声はそのままに、空調の「ゴォォー」という音がしっかり抑えられているのがお分かりいただけると思います。

会議アプリでもよく実装されているノイズキャンセル機能の一つで、不要な音を減らす、という点では同じものですが、アプリの機能と違ってMV88 USB-Cのリアルタイム・デノイザーは、マイク内部のDSP(デジタル・シグナル・プロセッサ)で処理されるので、より綺麗・高音質かつスマホ・タブレットに負荷なく、また使用する配信・録音アプリに依存せずノイズキャンセル出来る点が非常に有用です。

MOTIV オーディオアプリ内で録音も可能

MV88 USB-Cの機能変更・調整で使用することがメインとなるMOTIVオーディオアプリですが、このアプリ内で音声の録音も可能。

この“録音”というところから簡単に録音可能です!
ファイルフォーマットやビット/サンプルレートも設定変更できたり、また録音時にレベルメーターや波形が表示されるのも視認性が良くて良いですね!ちなみに録音中にMV88 USB-Cのパラメーター変更は出来ません。

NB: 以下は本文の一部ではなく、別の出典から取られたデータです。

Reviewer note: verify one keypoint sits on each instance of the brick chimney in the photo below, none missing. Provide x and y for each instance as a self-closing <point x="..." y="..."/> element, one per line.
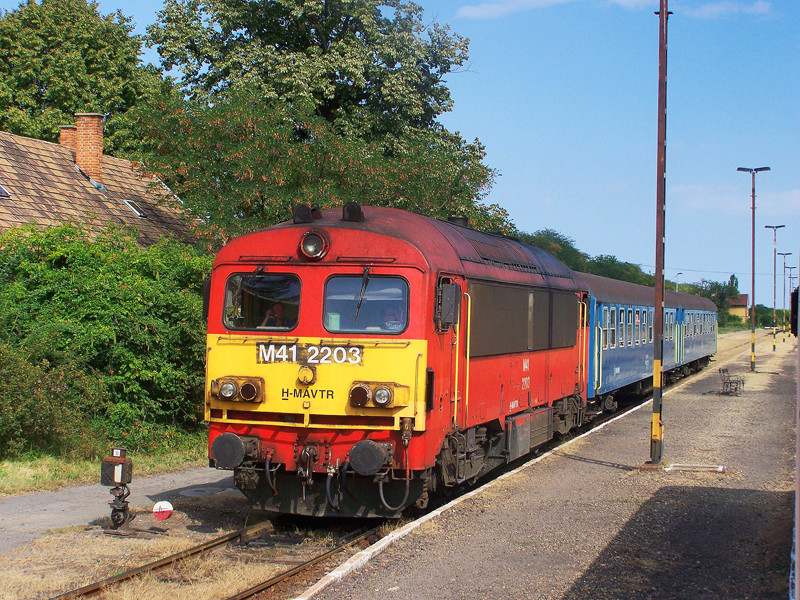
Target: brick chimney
<point x="89" y="146"/>
<point x="68" y="136"/>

録音した音声は横の“ライブラリ”へ日付・時間をタイトルとして保存され、タイトルの変更やプレイバックはもちろん、簡単なトリミングや録音した後の音声ブーストといったちょっとした音声編集も可能です。

MOTIV VIDEOでより快適に動画撮影

MV88 USB-Cとスマートフォンで動画を撮影する場合、基本的にはスマホ標準の撮影アプリで問題ないのですが、SHURE MOTIV VIDEOと組み合わせて撮影することでよりスムーズに撮影、配信が可能となります。

まず画面本体上にレベルメーターが表示されるので、音が小さすぎないか、また音割れしていないかを目視確認が可能です。これだけでも不用意な失敗を防ぐことができます。また、解像度(720p/1080p/4K)や、上記の音声フォーマットも画面上から切り替え可能です。

さらに上記のMOTIVオーディオで行っていたマイク本体の設定も、MOTIV VIDEO内部の項目からアクセスでき、変更も可能です。標準カメラアプリだとMOTIVオーディオとカメラアプリを交互に切替ながら設定する必要がありかなり面倒なので、もしテイクによってMV88 USB-Cのマイク設定を微調整しながら撮影したい場合などは、このMOTIV VIDEOを使った方が無難ですね!

いかがでしたでしょうか?
SHURE MV88 USB-C、島村楽器対象店舗にて展示・販売中です!
気になる方はぜひチェックしてみてくださいね♪

発売日

2026年2月19日

販売価格・ご購入はこちら

  • 価格は予告なく変更となる場合がございます。実際の販売価格はオンラインストアの表示価格および最寄りの店舗でご確認ください。
品名販売価格
品名 MV88 USB-C ステレオマイクロフォン
JANコード:0042406909105
¥25,300(税込)

この記事を書いた人

名古屋パルコ店 シンセサイザー / DTM / DJ 担当 立浦(たてうら)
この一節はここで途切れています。